The state of games studies (on this issue in particular) has remained an uncertain landscape, lacking consensus and even worse, coherence. However, from the disparate array of voices, three truly important collections have arisen, The Video Game Theory Reader (2003), Computer Games: Text, Narrative, Play (2006) and First Person: New Media as Story, Performance and Game (2006). These collections of essays are written by the most influential voices in game studies, and are vital due to their self conscious exploration of the theoretical stand-off between disciplines. However, the games industry evolves with such speed that these theories are quickly outmoded. Therefore, I shall also be making sparing use of criticism produced by the burgeoning online community of game-specific critics and journalists, whose insights are often more aware of the contemporary critical landscape.
[i] Bioware, celebrated pioneers of game narratives, are one of the most prestigious game developers in the world. They are known for their exceptional writing, voice acting and character representation.

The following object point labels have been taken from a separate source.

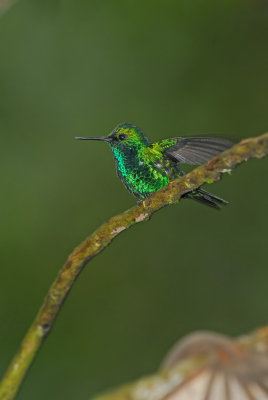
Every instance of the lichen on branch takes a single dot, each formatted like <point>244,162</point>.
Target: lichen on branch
<point>210,172</point>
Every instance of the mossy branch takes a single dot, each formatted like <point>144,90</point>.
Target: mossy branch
<point>102,237</point>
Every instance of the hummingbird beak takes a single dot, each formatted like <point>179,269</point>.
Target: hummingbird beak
<point>103,138</point>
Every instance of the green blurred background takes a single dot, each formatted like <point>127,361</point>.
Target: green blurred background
<point>74,68</point>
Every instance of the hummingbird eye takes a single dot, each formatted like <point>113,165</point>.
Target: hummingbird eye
<point>122,136</point>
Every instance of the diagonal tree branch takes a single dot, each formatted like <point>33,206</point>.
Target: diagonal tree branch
<point>210,172</point>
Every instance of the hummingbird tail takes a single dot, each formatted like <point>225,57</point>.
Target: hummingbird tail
<point>206,198</point>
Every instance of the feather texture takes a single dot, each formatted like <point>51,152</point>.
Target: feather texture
<point>197,150</point>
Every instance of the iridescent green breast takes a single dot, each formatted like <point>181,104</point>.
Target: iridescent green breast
<point>143,170</point>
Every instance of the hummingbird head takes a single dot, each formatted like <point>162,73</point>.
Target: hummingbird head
<point>124,137</point>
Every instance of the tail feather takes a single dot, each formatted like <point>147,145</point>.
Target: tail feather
<point>206,198</point>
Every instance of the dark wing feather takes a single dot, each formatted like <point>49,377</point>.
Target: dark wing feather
<point>197,150</point>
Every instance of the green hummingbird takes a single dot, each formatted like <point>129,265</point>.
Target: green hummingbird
<point>145,167</point>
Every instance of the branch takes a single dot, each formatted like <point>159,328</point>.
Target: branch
<point>102,237</point>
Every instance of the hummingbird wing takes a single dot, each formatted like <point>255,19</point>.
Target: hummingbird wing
<point>197,150</point>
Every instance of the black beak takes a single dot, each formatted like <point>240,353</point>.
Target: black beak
<point>103,138</point>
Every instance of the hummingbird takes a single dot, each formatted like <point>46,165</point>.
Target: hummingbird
<point>145,167</point>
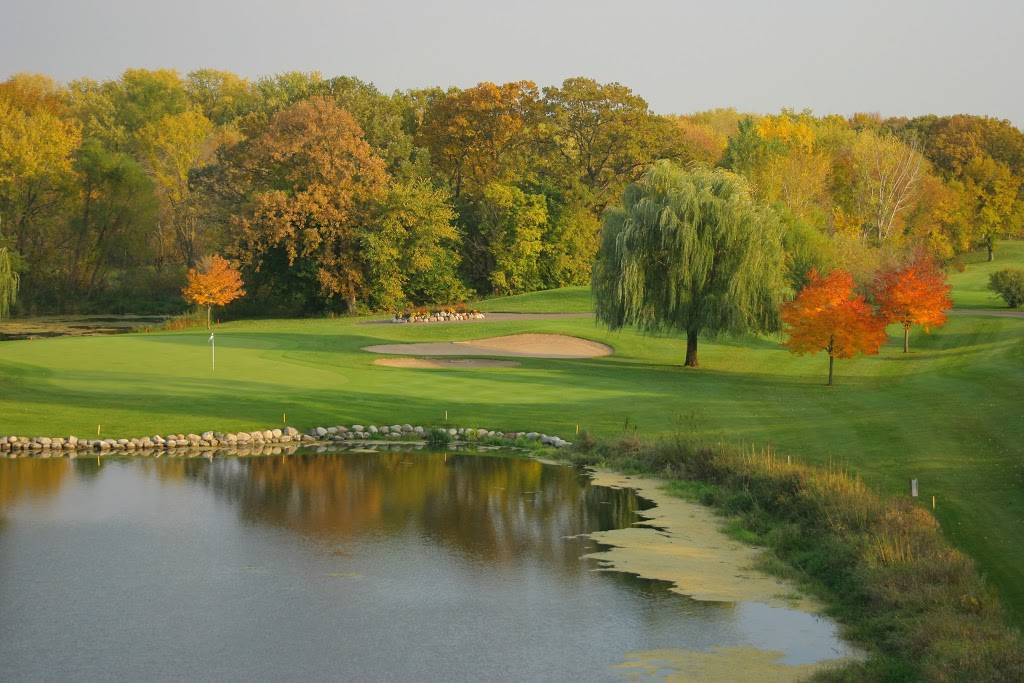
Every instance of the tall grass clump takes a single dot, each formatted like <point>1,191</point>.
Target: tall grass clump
<point>915,604</point>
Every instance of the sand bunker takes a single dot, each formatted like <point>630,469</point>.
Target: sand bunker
<point>530,345</point>
<point>443,364</point>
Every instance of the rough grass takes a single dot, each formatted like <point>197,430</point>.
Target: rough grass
<point>971,287</point>
<point>882,567</point>
<point>948,414</point>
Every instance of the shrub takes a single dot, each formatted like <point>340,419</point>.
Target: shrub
<point>918,605</point>
<point>438,438</point>
<point>1009,284</point>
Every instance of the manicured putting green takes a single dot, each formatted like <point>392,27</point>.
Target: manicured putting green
<point>948,414</point>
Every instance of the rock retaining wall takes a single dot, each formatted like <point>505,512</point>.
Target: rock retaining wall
<point>15,446</point>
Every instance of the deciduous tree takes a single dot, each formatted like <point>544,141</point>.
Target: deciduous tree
<point>913,294</point>
<point>313,184</point>
<point>1009,284</point>
<point>689,252</point>
<point>8,282</point>
<point>827,315</point>
<point>214,283</point>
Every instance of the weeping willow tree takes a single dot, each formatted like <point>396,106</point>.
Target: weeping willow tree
<point>689,251</point>
<point>8,282</point>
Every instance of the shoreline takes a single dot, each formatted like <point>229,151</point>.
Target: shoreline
<point>211,441</point>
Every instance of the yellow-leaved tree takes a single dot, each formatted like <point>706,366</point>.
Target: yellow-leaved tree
<point>215,283</point>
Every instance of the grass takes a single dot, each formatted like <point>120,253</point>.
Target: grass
<point>566,300</point>
<point>882,567</point>
<point>971,287</point>
<point>948,414</point>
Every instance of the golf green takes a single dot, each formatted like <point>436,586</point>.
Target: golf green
<point>950,413</point>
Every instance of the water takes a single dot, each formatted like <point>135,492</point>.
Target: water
<point>345,566</point>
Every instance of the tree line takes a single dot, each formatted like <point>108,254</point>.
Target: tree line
<point>332,196</point>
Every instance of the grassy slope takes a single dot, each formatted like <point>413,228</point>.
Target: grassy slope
<point>971,287</point>
<point>567,300</point>
<point>949,414</point>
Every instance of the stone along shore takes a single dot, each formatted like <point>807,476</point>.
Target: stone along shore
<point>48,446</point>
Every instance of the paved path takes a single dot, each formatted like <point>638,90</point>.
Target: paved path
<point>492,317</point>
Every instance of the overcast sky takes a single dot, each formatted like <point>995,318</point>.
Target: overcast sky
<point>895,57</point>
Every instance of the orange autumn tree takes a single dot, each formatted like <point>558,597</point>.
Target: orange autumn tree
<point>913,294</point>
<point>215,283</point>
<point>826,315</point>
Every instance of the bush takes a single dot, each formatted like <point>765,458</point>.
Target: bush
<point>1009,284</point>
<point>918,605</point>
<point>438,438</point>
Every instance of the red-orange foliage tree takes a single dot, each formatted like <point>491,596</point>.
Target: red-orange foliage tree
<point>914,294</point>
<point>826,315</point>
<point>215,283</point>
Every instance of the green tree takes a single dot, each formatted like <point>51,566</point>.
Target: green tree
<point>1009,284</point>
<point>112,222</point>
<point>993,189</point>
<point>603,136</point>
<point>171,147</point>
<point>689,252</point>
<point>311,183</point>
<point>8,282</point>
<point>512,223</point>
<point>411,250</point>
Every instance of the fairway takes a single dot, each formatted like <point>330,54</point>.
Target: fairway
<point>948,414</point>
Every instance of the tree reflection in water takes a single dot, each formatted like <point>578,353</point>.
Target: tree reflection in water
<point>496,509</point>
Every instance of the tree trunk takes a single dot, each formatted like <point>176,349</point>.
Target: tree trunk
<point>691,349</point>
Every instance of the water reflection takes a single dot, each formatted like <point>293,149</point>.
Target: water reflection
<point>345,566</point>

[ii] Examples of these practices are numerous, recent games based on film franchises include The Thing (2002) and Batman: Arkham Asylum (2009). This relationship has recently become more reciprocal: the films Lara Croft: Tomb Raider (2001), Doom (2005), Max Payne (2009), and Prince of Persia: The Sands of Time (2010) were all born from videogames. This process has not been as prevalent in the theatrical world, however, the 2011 play Best Before by the production company Rimini Protkoll attempts to transform the theatre into a gamescape by providing audience members with 'virtual citizens' they can control on a projector screen.